Research done at the aquarium is funded by grants from federal and state agencies as well as foundations, while maintenance and operational fees are covered by admissions revenue.
“Undergraduate and graduate students are utilizing this exhibit and utilizing our biodiversity and our resources to do research at the aquarium and a lot of this is led by some of the really great professors at the University of Hawaii,” Casey said. “We've been able to feature all of the coral research that's happening through the University of Hawaii Marine Science Program.”
In addition to students performing research at the aquarium or working as employees or interns, University of Hawaii professors are also involved in the research and daily operations on site. Even those not involved in research at the aquarium might bring classes to the aquarium on field trips to observe the diverse collection held there.
However, the aquarium does not only focus on observation of animals collected in the wild.
“The Waikiki Aquarium established the very first propagation methods for coral and the very first techniques for sustaining coral in an aquarium in under human care, which has led to thousands of institutions utilizing similar techniques to propagate coral,” said Casey.
These naturally-bred specimen can be used for outplanting – transferring propagated coral to reef in a natural environment – or for “ark” programs that work to keep species alive in captivity that might suffer from major impacts in their natural habitat. These processes can prevent the extinction of species by breeding colonies in an aquarium environment that would stay safe even in the case of extinction in the wild.
Dome-shaped octopus coral featured in The Living Reef. Photo courtesy of Waikiki Aquarium.

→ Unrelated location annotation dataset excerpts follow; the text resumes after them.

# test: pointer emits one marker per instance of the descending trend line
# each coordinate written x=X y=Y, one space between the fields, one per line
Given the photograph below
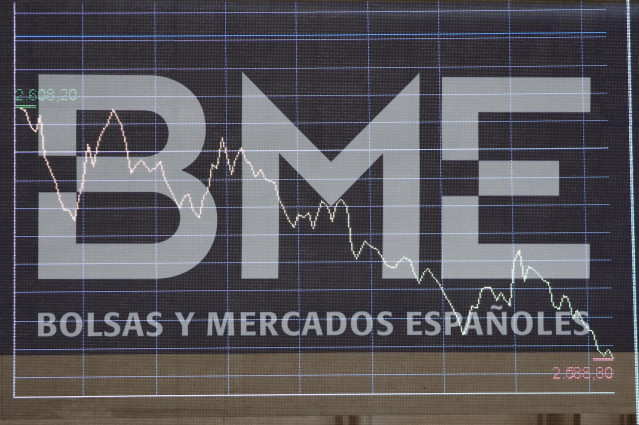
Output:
x=91 y=157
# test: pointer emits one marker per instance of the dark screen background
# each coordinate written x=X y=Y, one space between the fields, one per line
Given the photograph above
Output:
x=331 y=88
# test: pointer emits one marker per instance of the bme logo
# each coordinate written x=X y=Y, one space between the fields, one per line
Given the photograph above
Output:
x=267 y=135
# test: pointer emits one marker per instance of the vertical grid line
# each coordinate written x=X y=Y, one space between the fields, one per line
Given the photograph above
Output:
x=512 y=189
x=297 y=191
x=370 y=184
x=632 y=203
x=583 y=157
x=441 y=181
x=155 y=173
x=15 y=165
x=82 y=239
x=226 y=185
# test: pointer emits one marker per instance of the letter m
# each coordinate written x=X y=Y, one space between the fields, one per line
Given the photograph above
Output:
x=268 y=134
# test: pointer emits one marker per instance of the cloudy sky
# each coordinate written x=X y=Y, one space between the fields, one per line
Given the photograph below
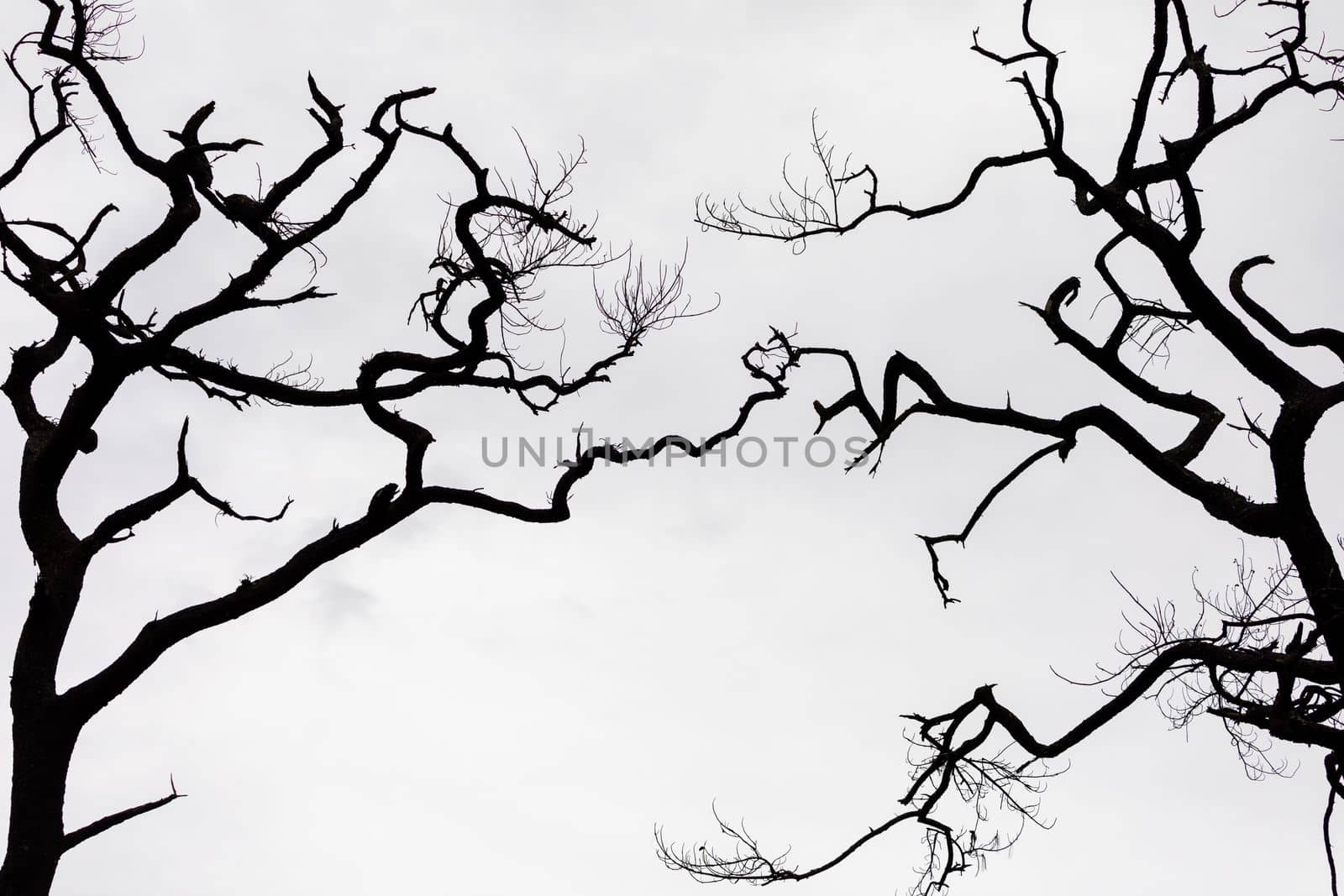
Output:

“In the last 10 years we've sent out 5,000 coral fragments to various research institutions and public aquarium so they're not being pulled out of the wild,” Casey said. “We're able to produce them at the aquarium and then teach people how we do that as well.”
The exhibit is dedicated to the late Ruth Gates, a coral researcher who served as director of the Hawaii Institute of Marine Biology.
“We miss her greatly,” Bruno said. “She was one of the best-known and most accomplished coral reef scientists in the world – and at the same time, she was just a really passionate educator and ocean advocate here in Hawaii.”
Gates’ research focused largely on coral reef species and their survival in the planet’s changing climate conditions, primarily by breeding coral that can tolerate the effects of global climate change on water temperatures.
“It was nice for me, and for Andrew Rossiter, the Director of the Aquarium, and for many of our faculty that we were able to have this opportunity to remember Ruth and to have a very public acknowledgement of her contributions to ocean advocacy, ocean education,” Bruno said.
Robin Burton-Gates, Gates’ wife, was present at the exhibit’s opening.
“I think she would love it, but she’d be embarrassed because you know she didn’t like that kind of attention,” Burton-Gates said at the event. “But I think that she would love that, you know, it’s being celebrated.”
Skeleton of blue coral featured in The Living Reef. Photo courtesy of Waikiki Aquarium.
Andrew Rossiter, Director of the Waikiki Aquarium, and Robin Burton-Gates, wife of the late Dr. Ruth Gates, at the opening of the new exhibit. Photo courtesy of Waikiki Aquarium.